8041da3b 8bd8 mov ebx,eax
8041da3d 8b4750 mov eax,[edi+0x50] <<<<<<<<<<<<<<<<<<< Location of the crash
The code leading up to the crash is decrementing the count in the master IRP
(that’s what is in the EDI register - the address of the master IRP.)
Initially I thought it was some sort of problem with the IRP, but the crash
didn’t occur when the interlocked add was performed (which is really a funky
interlocked decrement.)
The “mov ebx,eax” is just storing away the return value from
ExfInterlockedAddUlong (which is the OLD value of the Master IRP’s count
field.) The 0x50 appears to refer to Tail.Overlay.Thread (there are other
fields here, but they relate to the APC, and that doesn’t seem applicable
here.) The trap frame tells yet more of the story:
1: kd> .trap f7474c8c
eax=00000002 ebx=00000002 ecx=a5889e9c edx=8046c440 esi=85b24b28
edi=a5889e90
eip=8041da3d esp=f7474d00 ebp=85b24cb8 iopl=0 nv up ei ng nz na po nc
vip=0 vif=0
cs=0008 ss=0010 ds=0023 es=0023 fs=0030 gs=0000 efl=00010286
ErrCode = 00000000
8041da3d 8b4750 mov eax,[edi+0x50]
The EAX register contains 2 - indicating that this decrement was NOT the
last one, it was the “next to the last one”. The EDI register points to
invalid memory at this point - even though EDI+0xC (which is on the same
page) was valid two instructions earlier. I poked at the other CPU and
noticed it was in the same general code path, which then led me to begin
wondering if this were a race condition; all of the subsequent analysis
seems to bear this out - it is a VERY narrow race condition.

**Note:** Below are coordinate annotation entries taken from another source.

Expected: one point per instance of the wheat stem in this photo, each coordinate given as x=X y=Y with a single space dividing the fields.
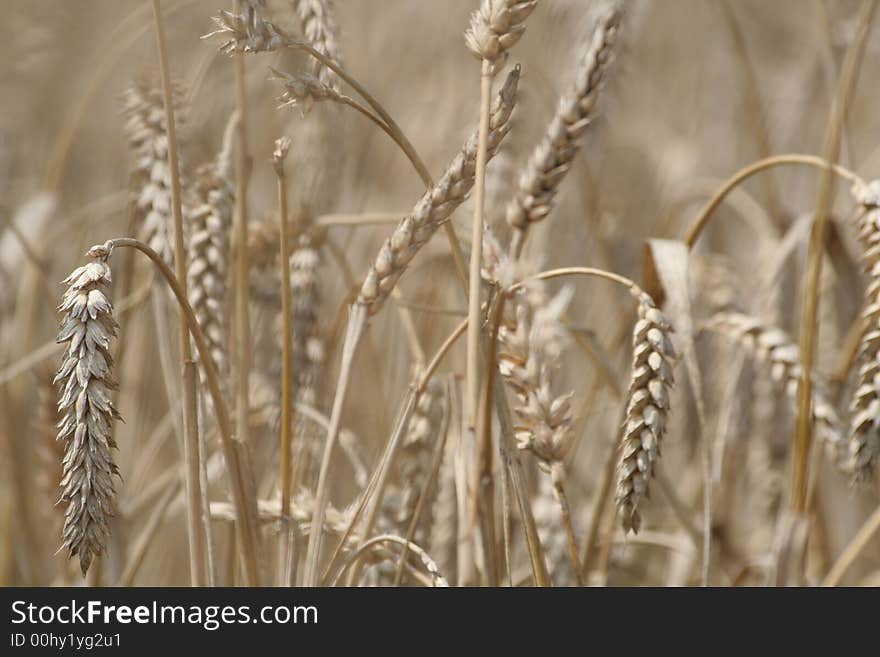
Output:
x=190 y=390
x=245 y=504
x=809 y=330
x=789 y=159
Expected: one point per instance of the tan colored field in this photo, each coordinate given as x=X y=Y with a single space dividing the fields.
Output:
x=492 y=292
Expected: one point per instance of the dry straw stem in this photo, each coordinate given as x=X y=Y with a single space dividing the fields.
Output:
x=853 y=549
x=532 y=342
x=809 y=330
x=242 y=495
x=87 y=410
x=242 y=296
x=775 y=348
x=437 y=580
x=553 y=156
x=197 y=539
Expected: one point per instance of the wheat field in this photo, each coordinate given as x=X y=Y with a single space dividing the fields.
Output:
x=470 y=293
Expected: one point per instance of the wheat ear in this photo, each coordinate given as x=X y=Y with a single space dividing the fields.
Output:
x=151 y=178
x=553 y=156
x=774 y=347
x=864 y=434
x=86 y=380
x=646 y=409
x=494 y=29
x=210 y=221
x=320 y=30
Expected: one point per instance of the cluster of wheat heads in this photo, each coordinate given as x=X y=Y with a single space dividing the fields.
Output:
x=424 y=342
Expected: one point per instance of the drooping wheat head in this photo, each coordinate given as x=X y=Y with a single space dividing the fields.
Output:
x=436 y=205
x=210 y=220
x=864 y=435
x=496 y=27
x=647 y=407
x=321 y=31
x=553 y=156
x=151 y=178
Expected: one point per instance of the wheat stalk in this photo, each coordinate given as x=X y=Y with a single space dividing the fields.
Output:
x=85 y=379
x=320 y=30
x=210 y=221
x=774 y=347
x=151 y=178
x=436 y=205
x=553 y=156
x=864 y=434
x=496 y=27
x=646 y=408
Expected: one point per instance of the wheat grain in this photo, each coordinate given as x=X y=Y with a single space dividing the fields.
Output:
x=151 y=179
x=320 y=30
x=436 y=205
x=86 y=381
x=774 y=347
x=552 y=157
x=864 y=434
x=210 y=220
x=646 y=408
x=496 y=27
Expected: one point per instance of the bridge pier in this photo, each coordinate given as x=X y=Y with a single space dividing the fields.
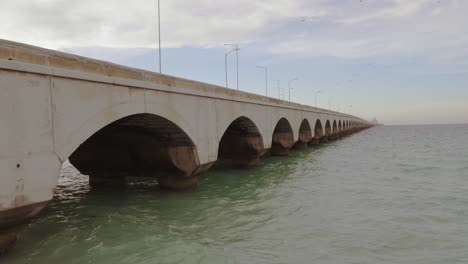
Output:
x=324 y=139
x=7 y=241
x=314 y=141
x=282 y=142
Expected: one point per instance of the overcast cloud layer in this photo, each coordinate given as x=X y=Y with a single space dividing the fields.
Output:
x=341 y=28
x=387 y=57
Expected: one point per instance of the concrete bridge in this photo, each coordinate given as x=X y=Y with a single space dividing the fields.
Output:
x=111 y=121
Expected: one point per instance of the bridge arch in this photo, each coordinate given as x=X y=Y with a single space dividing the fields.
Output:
x=328 y=130
x=144 y=145
x=241 y=143
x=318 y=129
x=305 y=134
x=282 y=139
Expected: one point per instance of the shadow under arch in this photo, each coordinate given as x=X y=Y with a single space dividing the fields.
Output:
x=305 y=134
x=143 y=145
x=282 y=139
x=242 y=143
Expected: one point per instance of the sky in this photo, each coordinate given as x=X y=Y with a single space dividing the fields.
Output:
x=401 y=61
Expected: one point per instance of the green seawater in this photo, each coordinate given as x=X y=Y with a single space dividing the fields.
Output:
x=392 y=194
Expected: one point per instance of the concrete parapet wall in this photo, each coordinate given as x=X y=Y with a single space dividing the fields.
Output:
x=52 y=102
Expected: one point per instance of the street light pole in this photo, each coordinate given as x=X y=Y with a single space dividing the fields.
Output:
x=225 y=64
x=344 y=109
x=289 y=87
x=159 y=35
x=278 y=91
x=317 y=92
x=266 y=78
x=236 y=48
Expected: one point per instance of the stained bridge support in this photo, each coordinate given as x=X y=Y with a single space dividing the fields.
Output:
x=241 y=143
x=141 y=145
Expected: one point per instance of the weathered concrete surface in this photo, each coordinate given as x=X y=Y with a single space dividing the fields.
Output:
x=113 y=121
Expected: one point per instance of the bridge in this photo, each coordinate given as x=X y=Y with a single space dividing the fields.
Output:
x=111 y=121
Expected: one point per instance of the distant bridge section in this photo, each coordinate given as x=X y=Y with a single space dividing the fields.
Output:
x=112 y=121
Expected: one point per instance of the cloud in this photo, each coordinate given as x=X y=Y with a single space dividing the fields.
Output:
x=343 y=29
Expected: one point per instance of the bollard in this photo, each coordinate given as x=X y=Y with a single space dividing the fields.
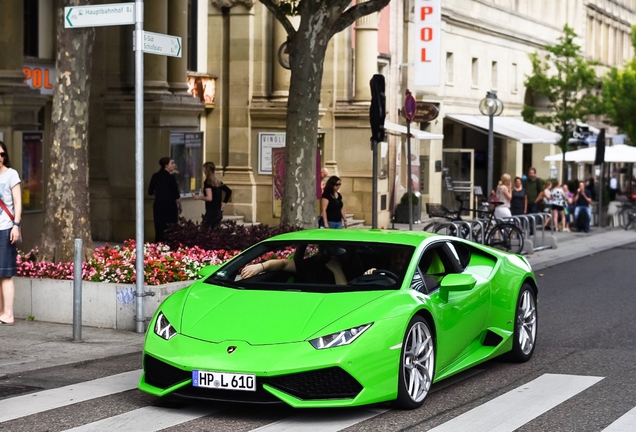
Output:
x=77 y=292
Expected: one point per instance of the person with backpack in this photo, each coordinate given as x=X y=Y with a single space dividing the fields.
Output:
x=582 y=210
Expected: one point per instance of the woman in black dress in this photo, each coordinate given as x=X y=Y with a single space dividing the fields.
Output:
x=167 y=206
x=519 y=200
x=332 y=208
x=213 y=189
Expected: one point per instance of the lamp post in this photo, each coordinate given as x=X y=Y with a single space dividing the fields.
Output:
x=490 y=106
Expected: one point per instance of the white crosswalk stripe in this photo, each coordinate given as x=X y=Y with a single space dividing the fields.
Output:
x=505 y=413
x=138 y=420
x=526 y=402
x=34 y=403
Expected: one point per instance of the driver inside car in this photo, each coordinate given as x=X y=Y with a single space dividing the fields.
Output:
x=289 y=265
x=400 y=259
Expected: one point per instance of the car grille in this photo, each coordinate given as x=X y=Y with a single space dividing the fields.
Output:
x=329 y=383
x=162 y=375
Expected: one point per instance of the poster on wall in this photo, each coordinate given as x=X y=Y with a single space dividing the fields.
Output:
x=32 y=171
x=278 y=178
x=266 y=142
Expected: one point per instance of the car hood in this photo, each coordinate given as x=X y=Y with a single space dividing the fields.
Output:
x=218 y=314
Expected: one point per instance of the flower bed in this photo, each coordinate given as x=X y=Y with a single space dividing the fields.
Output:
x=116 y=264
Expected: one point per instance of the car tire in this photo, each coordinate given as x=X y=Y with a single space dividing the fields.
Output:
x=417 y=364
x=525 y=334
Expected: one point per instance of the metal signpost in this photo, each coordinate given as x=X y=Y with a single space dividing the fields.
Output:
x=410 y=108
x=152 y=43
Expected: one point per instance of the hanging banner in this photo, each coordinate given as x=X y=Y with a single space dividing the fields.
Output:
x=427 y=42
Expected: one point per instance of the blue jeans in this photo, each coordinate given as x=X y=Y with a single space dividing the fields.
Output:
x=578 y=210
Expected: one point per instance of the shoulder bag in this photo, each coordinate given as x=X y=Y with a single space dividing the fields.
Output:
x=6 y=209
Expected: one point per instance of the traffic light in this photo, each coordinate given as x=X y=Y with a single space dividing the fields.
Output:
x=377 y=112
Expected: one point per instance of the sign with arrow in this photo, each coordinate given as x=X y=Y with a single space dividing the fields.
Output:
x=99 y=15
x=161 y=44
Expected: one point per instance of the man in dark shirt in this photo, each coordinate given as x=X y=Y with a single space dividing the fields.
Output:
x=534 y=187
x=167 y=205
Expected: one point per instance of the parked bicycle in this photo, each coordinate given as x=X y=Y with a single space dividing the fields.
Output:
x=486 y=229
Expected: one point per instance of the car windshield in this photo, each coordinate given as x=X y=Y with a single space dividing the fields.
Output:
x=317 y=267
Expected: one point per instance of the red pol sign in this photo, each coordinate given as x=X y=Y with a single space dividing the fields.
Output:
x=428 y=21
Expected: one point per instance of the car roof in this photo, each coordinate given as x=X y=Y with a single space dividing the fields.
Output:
x=411 y=238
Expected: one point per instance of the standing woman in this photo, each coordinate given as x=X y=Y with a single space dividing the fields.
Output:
x=10 y=217
x=332 y=208
x=504 y=195
x=213 y=189
x=519 y=200
x=167 y=206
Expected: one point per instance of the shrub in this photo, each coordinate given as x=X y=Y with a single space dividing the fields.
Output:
x=228 y=235
x=117 y=264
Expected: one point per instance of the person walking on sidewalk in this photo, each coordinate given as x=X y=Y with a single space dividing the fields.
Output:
x=582 y=200
x=533 y=186
x=167 y=205
x=10 y=217
x=213 y=189
x=332 y=208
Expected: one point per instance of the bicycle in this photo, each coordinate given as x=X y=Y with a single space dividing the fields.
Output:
x=496 y=233
x=631 y=218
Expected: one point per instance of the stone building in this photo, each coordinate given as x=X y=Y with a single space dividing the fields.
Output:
x=225 y=99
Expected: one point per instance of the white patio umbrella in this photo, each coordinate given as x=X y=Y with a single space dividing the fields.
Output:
x=615 y=153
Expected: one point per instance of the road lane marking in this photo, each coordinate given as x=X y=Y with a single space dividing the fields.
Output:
x=514 y=409
x=625 y=423
x=148 y=419
x=319 y=422
x=45 y=400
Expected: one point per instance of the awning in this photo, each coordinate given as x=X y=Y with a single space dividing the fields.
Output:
x=615 y=153
x=509 y=127
x=417 y=133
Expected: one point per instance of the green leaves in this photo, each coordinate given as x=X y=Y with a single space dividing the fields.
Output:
x=563 y=87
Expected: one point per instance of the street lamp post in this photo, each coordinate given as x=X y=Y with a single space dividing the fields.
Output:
x=490 y=106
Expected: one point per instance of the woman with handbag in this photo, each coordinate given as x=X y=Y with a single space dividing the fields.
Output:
x=10 y=217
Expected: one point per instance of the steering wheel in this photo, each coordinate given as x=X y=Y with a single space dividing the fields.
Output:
x=387 y=273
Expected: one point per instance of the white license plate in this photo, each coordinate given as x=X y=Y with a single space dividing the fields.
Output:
x=223 y=380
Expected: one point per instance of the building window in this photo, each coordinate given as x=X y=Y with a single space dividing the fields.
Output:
x=32 y=190
x=31 y=28
x=186 y=148
x=475 y=72
x=193 y=7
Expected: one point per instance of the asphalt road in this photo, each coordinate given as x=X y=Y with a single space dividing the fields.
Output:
x=581 y=378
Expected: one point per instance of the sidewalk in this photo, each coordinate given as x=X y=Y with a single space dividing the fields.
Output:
x=31 y=345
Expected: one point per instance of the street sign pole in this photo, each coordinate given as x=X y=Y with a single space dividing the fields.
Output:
x=410 y=108
x=140 y=317
x=152 y=43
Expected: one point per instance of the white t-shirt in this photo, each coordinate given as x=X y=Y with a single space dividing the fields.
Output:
x=8 y=180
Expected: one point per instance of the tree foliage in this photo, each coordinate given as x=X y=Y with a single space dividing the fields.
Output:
x=567 y=80
x=67 y=211
x=320 y=20
x=619 y=96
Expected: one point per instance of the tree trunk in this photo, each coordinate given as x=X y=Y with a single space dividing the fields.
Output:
x=67 y=208
x=307 y=60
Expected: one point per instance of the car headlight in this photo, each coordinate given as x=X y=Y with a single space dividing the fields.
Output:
x=163 y=328
x=344 y=337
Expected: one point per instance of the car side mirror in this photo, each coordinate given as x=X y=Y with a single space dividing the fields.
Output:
x=208 y=270
x=456 y=282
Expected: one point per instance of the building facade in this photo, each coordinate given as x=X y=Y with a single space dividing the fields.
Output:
x=225 y=100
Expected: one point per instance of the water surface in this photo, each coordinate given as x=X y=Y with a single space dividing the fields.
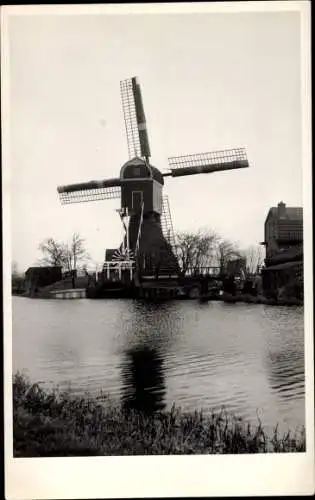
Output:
x=248 y=358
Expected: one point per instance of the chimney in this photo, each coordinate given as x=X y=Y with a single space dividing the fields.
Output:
x=281 y=210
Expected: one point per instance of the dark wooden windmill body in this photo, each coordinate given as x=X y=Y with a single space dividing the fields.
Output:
x=147 y=241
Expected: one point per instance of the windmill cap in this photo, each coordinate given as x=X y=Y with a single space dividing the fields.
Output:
x=146 y=170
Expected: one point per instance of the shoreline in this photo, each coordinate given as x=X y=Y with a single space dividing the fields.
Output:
x=47 y=424
x=225 y=297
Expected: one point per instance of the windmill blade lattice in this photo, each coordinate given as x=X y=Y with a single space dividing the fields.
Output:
x=123 y=255
x=90 y=191
x=204 y=163
x=136 y=130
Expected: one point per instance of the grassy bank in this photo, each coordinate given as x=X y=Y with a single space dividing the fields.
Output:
x=52 y=424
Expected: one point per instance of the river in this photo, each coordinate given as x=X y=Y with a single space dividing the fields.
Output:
x=247 y=358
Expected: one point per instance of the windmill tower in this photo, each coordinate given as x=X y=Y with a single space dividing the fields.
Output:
x=144 y=211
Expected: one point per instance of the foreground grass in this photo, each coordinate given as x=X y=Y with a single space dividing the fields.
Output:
x=51 y=424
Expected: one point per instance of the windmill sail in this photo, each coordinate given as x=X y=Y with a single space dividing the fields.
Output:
x=90 y=191
x=204 y=163
x=136 y=129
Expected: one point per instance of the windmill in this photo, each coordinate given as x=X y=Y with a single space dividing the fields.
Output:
x=148 y=234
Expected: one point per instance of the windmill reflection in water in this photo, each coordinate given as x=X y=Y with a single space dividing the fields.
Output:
x=143 y=379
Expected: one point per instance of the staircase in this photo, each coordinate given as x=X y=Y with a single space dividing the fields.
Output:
x=167 y=225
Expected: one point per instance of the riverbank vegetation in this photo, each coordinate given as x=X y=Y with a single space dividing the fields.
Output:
x=49 y=423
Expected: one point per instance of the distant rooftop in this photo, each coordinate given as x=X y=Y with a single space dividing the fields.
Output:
x=291 y=213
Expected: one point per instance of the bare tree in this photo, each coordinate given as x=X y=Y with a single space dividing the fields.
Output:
x=75 y=252
x=54 y=252
x=195 y=250
x=254 y=259
x=66 y=255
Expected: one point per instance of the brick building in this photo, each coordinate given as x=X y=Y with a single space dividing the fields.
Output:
x=283 y=241
x=283 y=232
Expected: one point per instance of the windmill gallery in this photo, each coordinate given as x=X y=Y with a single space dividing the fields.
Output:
x=146 y=261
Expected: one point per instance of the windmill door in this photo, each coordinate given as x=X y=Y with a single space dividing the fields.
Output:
x=137 y=200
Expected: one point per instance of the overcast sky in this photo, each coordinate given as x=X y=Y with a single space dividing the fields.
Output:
x=209 y=81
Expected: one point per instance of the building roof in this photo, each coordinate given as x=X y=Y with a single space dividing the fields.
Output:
x=291 y=213
x=284 y=265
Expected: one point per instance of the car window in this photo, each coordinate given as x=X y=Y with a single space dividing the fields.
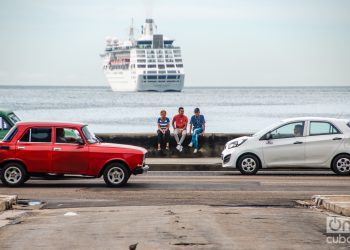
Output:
x=8 y=137
x=37 y=135
x=295 y=129
x=90 y=136
x=322 y=128
x=4 y=124
x=14 y=118
x=67 y=135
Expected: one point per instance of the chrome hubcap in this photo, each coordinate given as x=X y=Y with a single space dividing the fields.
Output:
x=343 y=165
x=116 y=175
x=248 y=164
x=13 y=175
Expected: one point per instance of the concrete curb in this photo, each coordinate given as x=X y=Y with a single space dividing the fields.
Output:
x=7 y=201
x=339 y=204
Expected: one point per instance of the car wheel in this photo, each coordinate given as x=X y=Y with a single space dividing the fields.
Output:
x=13 y=174
x=27 y=178
x=341 y=164
x=248 y=164
x=116 y=175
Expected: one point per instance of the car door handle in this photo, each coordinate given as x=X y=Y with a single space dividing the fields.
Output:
x=298 y=142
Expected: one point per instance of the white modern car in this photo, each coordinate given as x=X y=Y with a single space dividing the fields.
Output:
x=296 y=142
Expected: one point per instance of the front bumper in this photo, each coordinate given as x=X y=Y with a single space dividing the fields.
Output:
x=228 y=158
x=140 y=170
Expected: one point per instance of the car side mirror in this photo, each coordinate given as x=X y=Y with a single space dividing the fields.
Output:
x=80 y=141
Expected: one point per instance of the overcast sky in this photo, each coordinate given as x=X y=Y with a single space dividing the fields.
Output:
x=224 y=42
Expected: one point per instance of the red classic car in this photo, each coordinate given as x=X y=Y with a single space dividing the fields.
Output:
x=37 y=148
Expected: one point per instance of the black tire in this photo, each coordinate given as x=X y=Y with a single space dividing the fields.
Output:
x=13 y=174
x=248 y=164
x=116 y=175
x=341 y=165
x=27 y=178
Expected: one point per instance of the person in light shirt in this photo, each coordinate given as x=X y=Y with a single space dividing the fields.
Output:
x=163 y=131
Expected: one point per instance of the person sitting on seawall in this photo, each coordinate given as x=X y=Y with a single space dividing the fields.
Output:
x=179 y=123
x=163 y=131
x=198 y=124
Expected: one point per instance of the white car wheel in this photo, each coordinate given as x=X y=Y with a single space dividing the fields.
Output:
x=341 y=165
x=248 y=164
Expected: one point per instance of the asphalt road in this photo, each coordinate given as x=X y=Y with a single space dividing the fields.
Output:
x=268 y=188
x=177 y=210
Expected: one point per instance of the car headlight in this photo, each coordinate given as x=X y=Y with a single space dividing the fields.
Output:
x=235 y=143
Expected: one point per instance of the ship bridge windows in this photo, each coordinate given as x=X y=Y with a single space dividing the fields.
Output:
x=172 y=77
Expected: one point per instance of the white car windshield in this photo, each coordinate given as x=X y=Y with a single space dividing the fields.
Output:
x=267 y=129
x=90 y=136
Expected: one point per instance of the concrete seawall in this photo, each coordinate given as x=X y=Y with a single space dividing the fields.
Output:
x=211 y=145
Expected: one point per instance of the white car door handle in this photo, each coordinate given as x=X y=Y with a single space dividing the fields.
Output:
x=298 y=142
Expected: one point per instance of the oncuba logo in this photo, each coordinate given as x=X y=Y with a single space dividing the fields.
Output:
x=338 y=225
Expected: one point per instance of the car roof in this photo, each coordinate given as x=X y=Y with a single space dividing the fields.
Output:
x=50 y=124
x=5 y=112
x=307 y=118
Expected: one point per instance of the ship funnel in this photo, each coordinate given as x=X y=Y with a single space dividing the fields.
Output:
x=148 y=27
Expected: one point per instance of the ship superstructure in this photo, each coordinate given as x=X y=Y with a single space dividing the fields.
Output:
x=148 y=63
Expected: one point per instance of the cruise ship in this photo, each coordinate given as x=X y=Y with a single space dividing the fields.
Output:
x=149 y=63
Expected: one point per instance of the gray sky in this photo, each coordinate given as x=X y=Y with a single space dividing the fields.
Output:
x=224 y=42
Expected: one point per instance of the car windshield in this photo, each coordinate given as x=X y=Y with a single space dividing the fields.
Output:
x=8 y=137
x=14 y=118
x=267 y=129
x=90 y=136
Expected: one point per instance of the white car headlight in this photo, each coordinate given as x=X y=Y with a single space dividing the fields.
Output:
x=236 y=143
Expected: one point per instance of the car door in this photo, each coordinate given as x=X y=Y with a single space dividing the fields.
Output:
x=69 y=152
x=285 y=147
x=322 y=141
x=34 y=148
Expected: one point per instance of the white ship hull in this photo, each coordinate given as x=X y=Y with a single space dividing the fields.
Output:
x=125 y=81
x=149 y=63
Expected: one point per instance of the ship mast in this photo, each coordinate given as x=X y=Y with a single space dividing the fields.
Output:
x=131 y=30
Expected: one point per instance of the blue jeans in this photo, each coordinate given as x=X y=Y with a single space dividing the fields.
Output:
x=195 y=134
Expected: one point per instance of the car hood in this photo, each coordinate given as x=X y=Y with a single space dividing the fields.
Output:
x=240 y=138
x=122 y=146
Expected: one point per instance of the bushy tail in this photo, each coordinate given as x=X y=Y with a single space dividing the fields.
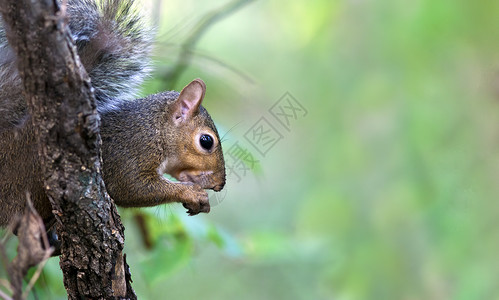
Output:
x=113 y=44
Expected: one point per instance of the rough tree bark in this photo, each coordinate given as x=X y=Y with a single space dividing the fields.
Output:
x=62 y=109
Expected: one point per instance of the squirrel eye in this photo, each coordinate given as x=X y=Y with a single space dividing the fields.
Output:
x=206 y=141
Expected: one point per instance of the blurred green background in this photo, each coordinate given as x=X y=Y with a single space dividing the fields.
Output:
x=383 y=189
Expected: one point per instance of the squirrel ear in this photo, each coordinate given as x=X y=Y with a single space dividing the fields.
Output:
x=189 y=100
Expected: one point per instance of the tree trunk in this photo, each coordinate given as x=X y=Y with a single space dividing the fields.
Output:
x=63 y=114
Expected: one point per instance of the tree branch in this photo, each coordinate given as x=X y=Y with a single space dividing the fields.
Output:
x=66 y=126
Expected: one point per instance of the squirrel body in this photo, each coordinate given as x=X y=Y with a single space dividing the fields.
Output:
x=142 y=139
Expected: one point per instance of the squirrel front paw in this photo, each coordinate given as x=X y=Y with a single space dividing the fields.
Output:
x=196 y=200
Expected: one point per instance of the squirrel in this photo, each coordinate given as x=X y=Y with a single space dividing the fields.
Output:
x=142 y=139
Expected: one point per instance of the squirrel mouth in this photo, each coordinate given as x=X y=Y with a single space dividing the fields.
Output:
x=200 y=179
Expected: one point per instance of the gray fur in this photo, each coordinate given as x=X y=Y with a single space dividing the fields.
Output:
x=113 y=44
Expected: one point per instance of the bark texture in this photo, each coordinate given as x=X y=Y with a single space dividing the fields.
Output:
x=66 y=125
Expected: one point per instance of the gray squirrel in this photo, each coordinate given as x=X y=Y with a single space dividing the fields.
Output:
x=142 y=139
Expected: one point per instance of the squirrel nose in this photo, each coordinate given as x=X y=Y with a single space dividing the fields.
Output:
x=219 y=187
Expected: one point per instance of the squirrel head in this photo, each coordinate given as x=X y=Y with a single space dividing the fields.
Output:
x=200 y=158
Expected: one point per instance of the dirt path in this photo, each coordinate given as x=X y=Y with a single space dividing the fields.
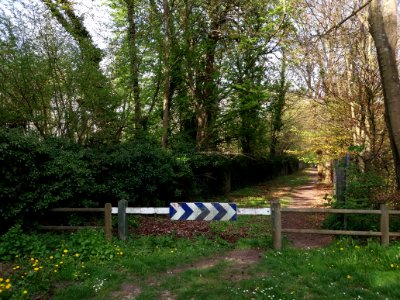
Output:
x=311 y=194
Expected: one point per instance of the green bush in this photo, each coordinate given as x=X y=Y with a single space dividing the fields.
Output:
x=361 y=189
x=37 y=174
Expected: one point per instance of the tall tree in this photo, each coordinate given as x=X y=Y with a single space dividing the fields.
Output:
x=383 y=27
x=133 y=61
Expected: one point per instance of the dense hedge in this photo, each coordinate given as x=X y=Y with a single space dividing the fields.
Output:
x=36 y=174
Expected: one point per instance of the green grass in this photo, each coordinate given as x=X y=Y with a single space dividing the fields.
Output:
x=341 y=271
x=344 y=270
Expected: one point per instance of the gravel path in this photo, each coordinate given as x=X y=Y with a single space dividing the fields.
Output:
x=311 y=194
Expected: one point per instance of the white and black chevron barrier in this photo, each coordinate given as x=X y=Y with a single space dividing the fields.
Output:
x=185 y=211
x=203 y=211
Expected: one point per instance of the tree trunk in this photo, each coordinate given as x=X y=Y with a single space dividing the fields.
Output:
x=134 y=63
x=383 y=27
x=278 y=107
x=167 y=73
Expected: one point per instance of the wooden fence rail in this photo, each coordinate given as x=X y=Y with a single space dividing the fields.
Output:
x=277 y=229
x=107 y=219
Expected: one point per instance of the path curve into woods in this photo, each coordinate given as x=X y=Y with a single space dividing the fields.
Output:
x=310 y=194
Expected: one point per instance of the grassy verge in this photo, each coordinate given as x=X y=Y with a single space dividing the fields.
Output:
x=342 y=271
x=85 y=266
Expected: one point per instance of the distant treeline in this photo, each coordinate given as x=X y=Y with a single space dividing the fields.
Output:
x=36 y=174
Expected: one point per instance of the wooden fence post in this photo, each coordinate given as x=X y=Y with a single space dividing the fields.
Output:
x=108 y=221
x=276 y=224
x=384 y=225
x=122 y=220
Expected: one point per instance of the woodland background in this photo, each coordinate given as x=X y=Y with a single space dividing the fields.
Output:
x=173 y=99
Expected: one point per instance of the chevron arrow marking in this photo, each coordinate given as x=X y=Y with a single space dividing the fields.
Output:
x=206 y=211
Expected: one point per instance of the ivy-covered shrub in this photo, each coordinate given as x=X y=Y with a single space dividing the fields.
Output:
x=362 y=187
x=140 y=172
x=37 y=174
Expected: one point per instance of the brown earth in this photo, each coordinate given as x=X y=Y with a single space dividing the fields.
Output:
x=312 y=194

I checked in
XP and the same code sequence is still there, so this is even a current race
condition (unless it has been fixed very recently.)
It looks to me like the race is that the I/O Manager uses the master IRP
after it decrements the reference count. From a “strict” standpoint this
should be a no-no, since decrementing the reference count means you aren’t
going to use the pointer anymore. Thus, using the pointer AFTER
decrementing the reference count would seem to be a bona fide bug.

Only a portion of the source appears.